C’est aussi dans cet esprit que l’UCLouvain a notamment travaillé à l’amélioration de son plan « respect », dont le champ d’application est extrêmement large ,destiné à lutter efficacement contre toutes les formes de harcèlement en son sein.

C’est dans ce contexte que nous accueillons favorablement les recommandations du Rapport du Comité d’experts en la matière présidé par la Prof. Françoise Tulkens. Des propositions de ce rapport ont déjà été mises en œuvre et de nombreuses autres devront l’être prochainement,   dans le respect de la législation et de la concertation sociale. Ce sera une des priorités de l’année à venir.

Cette année sera également une année d’élection rectorale. C'est toujours un moment important pour l’Université, tant pour sa démocratie interne, son débat d’idées, mais aussi son orientation stratégique future. Notre  souhait à tous est que les débats soient riches, intéressants, passionnés et suivis par le plus grand nombre, mais soient également  caractérisé  par un climat de collégialité et de respect.  Nous avons toujours beaucoup à apprendre des confrontations d’idées et lorsqu’elles sont exprimées dans un tel contexte, l’Université en sort alors par le haut.

Mesdames et Messieurs, comme vous pouvez le constater, les ambitions ne manquent pas pour l’année académique qui s’ouvre. Elle s’amorce cette année dans un contexte très heureux, celui de notre rapprochement avec l’Université St Louis, qui nous conforte beaucoup ,car si nous ne travaillons pas toujours de la même façon, nous avons à cet égard beaucoup de choses à apprendre les uns des autres , nous poursuivons les mêmes objectifs et ensemble on sera plus fort pour les atteindre, dans une logique d’ouverture et de collaboration. La fédération Wallonie-Bruxelles est suffisamment grande que pour caresser de belles ambitions pour son enseignement supérieur ,mais trop petite que pour le faire de façon fragmentée ou concurrente.
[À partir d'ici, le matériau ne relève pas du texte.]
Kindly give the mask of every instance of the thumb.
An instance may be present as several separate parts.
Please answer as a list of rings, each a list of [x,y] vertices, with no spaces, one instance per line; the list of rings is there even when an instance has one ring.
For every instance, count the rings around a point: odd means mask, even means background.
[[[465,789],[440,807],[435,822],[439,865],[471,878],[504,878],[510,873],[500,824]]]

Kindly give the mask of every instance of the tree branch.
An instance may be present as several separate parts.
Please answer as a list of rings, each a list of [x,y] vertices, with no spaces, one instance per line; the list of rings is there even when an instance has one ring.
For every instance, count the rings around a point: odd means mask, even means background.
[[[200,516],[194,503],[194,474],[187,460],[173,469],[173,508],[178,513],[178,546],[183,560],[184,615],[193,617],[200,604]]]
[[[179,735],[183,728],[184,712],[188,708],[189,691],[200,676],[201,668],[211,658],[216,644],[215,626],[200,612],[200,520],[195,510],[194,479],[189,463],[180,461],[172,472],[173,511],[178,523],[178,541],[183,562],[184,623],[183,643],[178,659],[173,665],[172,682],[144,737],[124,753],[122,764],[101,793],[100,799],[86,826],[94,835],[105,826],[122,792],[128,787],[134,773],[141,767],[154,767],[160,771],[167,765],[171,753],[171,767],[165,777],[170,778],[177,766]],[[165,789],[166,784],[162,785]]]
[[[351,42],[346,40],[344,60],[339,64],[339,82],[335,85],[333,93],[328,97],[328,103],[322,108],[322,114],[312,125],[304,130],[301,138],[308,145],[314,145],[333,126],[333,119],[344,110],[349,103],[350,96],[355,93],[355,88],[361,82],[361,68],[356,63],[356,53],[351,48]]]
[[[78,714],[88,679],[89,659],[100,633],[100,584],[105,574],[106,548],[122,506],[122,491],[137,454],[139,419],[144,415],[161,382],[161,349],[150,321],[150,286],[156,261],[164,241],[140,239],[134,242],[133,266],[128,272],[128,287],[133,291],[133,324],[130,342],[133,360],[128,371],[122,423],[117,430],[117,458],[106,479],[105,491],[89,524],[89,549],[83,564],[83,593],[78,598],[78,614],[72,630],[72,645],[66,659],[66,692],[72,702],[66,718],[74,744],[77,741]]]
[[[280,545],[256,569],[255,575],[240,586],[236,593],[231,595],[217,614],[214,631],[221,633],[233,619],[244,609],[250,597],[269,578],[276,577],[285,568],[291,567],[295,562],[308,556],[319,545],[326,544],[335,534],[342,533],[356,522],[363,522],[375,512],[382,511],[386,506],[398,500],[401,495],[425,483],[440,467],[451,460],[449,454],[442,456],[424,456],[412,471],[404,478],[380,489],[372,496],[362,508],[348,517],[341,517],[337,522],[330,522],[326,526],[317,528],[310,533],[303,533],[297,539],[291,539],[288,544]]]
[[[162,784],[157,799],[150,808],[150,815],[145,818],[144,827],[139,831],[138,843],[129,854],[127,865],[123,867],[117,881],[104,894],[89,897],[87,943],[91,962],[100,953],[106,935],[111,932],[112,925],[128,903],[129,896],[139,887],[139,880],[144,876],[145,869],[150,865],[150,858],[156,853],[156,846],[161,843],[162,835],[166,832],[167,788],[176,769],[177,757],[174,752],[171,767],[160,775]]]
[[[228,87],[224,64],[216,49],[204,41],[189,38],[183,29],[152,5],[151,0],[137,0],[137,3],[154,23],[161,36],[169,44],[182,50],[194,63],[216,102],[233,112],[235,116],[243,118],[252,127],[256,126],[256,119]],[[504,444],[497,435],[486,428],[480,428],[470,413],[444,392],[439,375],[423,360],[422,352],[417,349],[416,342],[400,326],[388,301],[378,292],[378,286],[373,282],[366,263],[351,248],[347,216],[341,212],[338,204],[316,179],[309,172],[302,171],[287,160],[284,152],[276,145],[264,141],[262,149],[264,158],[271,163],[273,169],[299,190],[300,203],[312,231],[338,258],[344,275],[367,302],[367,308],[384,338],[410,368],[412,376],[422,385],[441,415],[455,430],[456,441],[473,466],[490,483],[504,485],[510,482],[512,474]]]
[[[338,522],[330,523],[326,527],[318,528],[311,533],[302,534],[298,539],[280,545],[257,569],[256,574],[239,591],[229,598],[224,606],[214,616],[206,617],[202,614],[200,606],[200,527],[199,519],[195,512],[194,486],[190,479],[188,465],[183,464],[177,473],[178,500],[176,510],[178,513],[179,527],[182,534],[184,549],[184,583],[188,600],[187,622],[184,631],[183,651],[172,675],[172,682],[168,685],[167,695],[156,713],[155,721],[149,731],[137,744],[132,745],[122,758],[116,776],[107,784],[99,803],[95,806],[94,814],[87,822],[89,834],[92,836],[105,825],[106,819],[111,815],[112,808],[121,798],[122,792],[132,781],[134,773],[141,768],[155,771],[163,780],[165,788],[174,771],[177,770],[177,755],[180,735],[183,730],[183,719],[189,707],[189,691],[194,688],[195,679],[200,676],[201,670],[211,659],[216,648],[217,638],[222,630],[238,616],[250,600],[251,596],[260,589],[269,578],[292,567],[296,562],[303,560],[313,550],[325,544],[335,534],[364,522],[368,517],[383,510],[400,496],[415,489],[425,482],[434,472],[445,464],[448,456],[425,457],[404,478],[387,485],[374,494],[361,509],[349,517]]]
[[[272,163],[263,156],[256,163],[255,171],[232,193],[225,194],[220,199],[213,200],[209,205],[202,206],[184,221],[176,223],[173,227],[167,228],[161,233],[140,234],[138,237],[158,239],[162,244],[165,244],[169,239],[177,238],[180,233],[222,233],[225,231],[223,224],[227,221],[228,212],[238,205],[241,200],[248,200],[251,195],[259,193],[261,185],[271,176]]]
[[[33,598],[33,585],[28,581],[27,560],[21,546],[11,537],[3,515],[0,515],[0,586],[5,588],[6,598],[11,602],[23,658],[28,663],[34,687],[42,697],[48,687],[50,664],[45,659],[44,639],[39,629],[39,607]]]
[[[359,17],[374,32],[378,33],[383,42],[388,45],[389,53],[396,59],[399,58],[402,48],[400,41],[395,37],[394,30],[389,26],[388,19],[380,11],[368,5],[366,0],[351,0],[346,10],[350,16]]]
C’est dans cet esprit de coopération et de partenariats que l’UCLouvain se développe , tant dans sa fédération qu’au niveau international. Et pour réaliser tout cela, nous aurons besoin de notre communauté. Votre enthousiasme, votre expertise, votre détermination , votre engagement, votre sens de la collaboration, votre attachement à cette université , seront plus que jamais nécessaire.   Je vous souhaite une excellente année académique.